Änderung des Staatsangehörigkeitsgesetzes

Die Bundesregierung hat den Entwurf eines Dritten Gesetzes zur Änderung des Staatsangehörigkeitsgesetzes vorgelegt.

Mit dem Gesetzentwurf soll eine neue Verlustregelung der Staatsangehörigkeit eingeführt werden. Danach sollen Deutsche, die durch ihre konkrete Beteiligung an Kampfhandlungen für eine Terrormiliz im Ausland zum Ausdruck bringen, dass sie sich von Deutschland und seinen grundlegenden Werten ab- und einer anderen ausländischen Macht in Gestalt einer Terrormiliz zugewandt haben, die deutsche Staatsangehörigkeit kraft Gesetzes verlieren, wenn sie noch eine andere Staatsangehörigkeit besitzen. Die Verlustregelung knüpfe an die Struktur und den Regelungsgehalt des bestehenden § 28 StAG an, der den Dienst in den regulären Streitkräften oder einem vergleichbaren bewaffneten Verband eines anderen Staates als gravierenden, den Verlust der deutschen Staatsangehörigkeit nach sich ziehenden Fall der Illoyalität ansieht. Dem liegt die Annahme zugrunde, so die Gesetzesbegründung, dass sich in der Hinwendung zum bewaffneten Verband eines anderen Staates zugleich eine Abwendung von Deutschland manifestiert.

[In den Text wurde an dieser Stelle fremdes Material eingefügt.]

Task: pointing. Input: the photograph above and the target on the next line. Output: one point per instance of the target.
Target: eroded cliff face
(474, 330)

Durch die tatbestandlich geforderte „konkrete Beteiligung an Kampfhandlungen“, die mit dem Einsatz der körperlichen Unversehrtheit respektive des eigenen Lebens einhergehen könne, werde die Zuwendungshandlung zu einer ausländischen Macht noch deutlicher manifestiert als dies beim bloßen Eintritt in den bewaffneten Verband eines Staates der Fall sei.